Joseph Goldstein: At the end of my two years in Thailand I was just sitting in the garden of a friend who was reading from a Tibetan text and conditions just happened to come together. My mind was really concentrated, there was a lot of clarity and awareness;, and just from listening to the text something happened. There was a really transformative moment of understanding, of insight, of realization — whatever you want to call it. And that was before I had done any extensive meditative practice. I had just begun sort of exploring; so in some way my path has been catching up to that experience.
Wright: To recapture that moment?
Joseph Goldstein: Not so much to recapture it, but to develop the meditative skills which would allow it to flower.
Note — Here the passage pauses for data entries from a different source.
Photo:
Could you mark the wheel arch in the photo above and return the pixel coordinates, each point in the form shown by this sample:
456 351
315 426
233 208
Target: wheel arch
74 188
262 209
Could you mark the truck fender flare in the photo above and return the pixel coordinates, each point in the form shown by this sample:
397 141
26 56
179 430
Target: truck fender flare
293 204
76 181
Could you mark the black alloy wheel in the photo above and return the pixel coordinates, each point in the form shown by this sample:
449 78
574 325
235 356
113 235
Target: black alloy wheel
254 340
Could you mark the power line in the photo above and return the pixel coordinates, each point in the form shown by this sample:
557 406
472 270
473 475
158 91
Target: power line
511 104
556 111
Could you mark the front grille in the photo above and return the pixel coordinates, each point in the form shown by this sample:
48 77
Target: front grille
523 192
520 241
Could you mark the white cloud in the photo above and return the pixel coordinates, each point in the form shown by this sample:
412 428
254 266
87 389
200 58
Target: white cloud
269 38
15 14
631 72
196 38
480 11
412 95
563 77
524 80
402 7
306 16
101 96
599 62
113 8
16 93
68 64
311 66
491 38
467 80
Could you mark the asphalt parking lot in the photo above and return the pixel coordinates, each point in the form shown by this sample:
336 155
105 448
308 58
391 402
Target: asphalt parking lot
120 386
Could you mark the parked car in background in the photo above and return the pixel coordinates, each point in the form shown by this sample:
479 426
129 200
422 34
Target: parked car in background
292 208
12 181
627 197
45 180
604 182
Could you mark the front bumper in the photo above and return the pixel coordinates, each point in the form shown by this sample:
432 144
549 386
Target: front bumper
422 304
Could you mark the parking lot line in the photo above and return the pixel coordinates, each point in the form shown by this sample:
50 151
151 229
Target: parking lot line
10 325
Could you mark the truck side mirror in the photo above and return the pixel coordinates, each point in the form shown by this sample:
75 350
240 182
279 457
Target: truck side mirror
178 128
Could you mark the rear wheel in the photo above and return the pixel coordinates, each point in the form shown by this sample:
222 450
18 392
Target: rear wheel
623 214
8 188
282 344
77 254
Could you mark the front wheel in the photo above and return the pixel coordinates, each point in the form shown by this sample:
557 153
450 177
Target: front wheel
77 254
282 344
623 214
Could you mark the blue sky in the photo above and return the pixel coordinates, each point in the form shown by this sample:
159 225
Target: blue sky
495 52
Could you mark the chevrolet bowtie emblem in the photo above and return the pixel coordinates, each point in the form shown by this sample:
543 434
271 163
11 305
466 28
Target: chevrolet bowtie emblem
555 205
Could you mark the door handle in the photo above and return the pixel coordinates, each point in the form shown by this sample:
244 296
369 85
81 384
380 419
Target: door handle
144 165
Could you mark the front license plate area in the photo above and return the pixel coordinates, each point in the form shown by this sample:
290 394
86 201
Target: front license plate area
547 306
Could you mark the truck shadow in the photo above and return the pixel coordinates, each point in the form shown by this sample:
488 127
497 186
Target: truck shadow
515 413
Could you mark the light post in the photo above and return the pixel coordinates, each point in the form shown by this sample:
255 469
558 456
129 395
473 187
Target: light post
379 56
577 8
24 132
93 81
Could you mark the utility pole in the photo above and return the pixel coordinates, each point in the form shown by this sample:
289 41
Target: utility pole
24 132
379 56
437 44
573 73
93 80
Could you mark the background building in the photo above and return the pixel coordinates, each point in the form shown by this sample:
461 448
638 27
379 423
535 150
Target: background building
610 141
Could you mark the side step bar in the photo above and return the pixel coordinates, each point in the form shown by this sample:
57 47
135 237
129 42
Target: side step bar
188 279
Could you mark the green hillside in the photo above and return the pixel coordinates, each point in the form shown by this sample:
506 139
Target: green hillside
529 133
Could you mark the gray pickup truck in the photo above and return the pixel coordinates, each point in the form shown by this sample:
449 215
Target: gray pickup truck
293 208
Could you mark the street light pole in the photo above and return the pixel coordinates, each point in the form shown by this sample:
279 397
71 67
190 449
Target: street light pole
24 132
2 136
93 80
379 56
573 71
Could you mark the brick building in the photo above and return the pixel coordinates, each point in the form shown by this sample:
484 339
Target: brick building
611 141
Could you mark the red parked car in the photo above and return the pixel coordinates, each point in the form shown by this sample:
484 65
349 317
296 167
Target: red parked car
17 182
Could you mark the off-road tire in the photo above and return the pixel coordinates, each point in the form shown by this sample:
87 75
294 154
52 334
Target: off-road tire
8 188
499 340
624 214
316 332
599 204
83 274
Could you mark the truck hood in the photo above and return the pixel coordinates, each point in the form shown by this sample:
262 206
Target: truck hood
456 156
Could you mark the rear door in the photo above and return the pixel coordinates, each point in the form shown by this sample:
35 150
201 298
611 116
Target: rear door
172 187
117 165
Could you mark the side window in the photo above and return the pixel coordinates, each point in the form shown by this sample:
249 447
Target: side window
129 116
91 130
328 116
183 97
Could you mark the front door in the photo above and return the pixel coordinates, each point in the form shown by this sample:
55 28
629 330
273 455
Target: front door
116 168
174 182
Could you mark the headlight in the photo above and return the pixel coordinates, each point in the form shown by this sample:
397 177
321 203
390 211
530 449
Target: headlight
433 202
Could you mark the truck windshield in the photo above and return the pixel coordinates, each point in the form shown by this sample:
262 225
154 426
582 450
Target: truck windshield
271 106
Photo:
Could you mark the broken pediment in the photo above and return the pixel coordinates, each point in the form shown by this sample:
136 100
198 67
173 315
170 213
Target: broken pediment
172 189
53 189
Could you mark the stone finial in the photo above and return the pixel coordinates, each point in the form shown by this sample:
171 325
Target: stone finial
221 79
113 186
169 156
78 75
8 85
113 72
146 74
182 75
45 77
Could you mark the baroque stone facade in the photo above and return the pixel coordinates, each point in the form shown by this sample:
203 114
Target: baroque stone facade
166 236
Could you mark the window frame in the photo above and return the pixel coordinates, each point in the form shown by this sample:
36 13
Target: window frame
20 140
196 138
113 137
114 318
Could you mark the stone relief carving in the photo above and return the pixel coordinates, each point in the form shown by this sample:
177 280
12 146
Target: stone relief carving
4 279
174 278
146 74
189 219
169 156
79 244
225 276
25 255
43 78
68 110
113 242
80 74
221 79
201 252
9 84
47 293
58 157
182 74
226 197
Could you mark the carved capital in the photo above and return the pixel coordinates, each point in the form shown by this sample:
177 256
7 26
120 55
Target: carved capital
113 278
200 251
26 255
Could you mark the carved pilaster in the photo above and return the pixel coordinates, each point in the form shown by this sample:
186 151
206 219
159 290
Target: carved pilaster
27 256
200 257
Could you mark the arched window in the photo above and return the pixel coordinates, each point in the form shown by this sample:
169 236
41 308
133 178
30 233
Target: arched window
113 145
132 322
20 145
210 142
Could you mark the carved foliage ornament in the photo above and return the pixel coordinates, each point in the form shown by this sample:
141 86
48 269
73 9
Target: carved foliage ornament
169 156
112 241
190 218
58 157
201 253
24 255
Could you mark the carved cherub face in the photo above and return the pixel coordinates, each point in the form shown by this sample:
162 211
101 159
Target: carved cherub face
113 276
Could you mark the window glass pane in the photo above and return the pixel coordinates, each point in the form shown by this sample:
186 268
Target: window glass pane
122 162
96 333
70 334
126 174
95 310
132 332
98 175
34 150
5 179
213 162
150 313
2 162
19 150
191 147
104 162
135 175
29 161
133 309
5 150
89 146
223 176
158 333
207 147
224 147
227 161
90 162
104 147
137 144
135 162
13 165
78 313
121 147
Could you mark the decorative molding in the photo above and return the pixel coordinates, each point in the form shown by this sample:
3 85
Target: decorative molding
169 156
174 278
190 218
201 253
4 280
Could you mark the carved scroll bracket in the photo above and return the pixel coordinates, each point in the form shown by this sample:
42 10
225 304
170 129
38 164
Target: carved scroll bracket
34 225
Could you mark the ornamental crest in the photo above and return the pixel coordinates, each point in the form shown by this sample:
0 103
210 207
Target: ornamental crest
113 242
So the real transformation of understanding began then, rather than going on a long path working up to a moment of transformation.
. . .
Wright: Okay. I take it it was a good feeling? Or was it just a true feeling?
Joseph Goldstein: It was a true feeling. Yes, it was mostly a true feeling. At first it was — I wouldn’t say it was a good feeling — at first it was an earthquake.
Wright: And it felt like insight? Now you are seeing the truth?
Joseph Goldstein: Yes.
Wright: And the truth was that in some sense the sensory world is an illusion, or is not quite the most fundamental thing?
Joseph Goldstein: That, plus the sense that on the most fundamental level, experience does not refer back to an I.
Wright: Experience does not refer back to an I.
Joseph Goldstein: Right. I mean mostly we go through life with the sense of I’m thinking, I’m seeing, I’m hearing, I’m feeling. All experience kind of comes back like that. Through that moment, it was like experience became like this rather than this. It wasn’t self-referential.
Wright: Okay. Now I see what you mean; that you got there right away and then had to back up and try to get there again.
Joseph Goldstein: Not so much “get there again”, as integrate it and let the implications of it develop. Because I see that as the beginning, not the end. It’s not that all notions of self were uprooted. There are a lot of old habit patterns that go very deep. And so those kept emerging, but my way of understanding them was radically changed.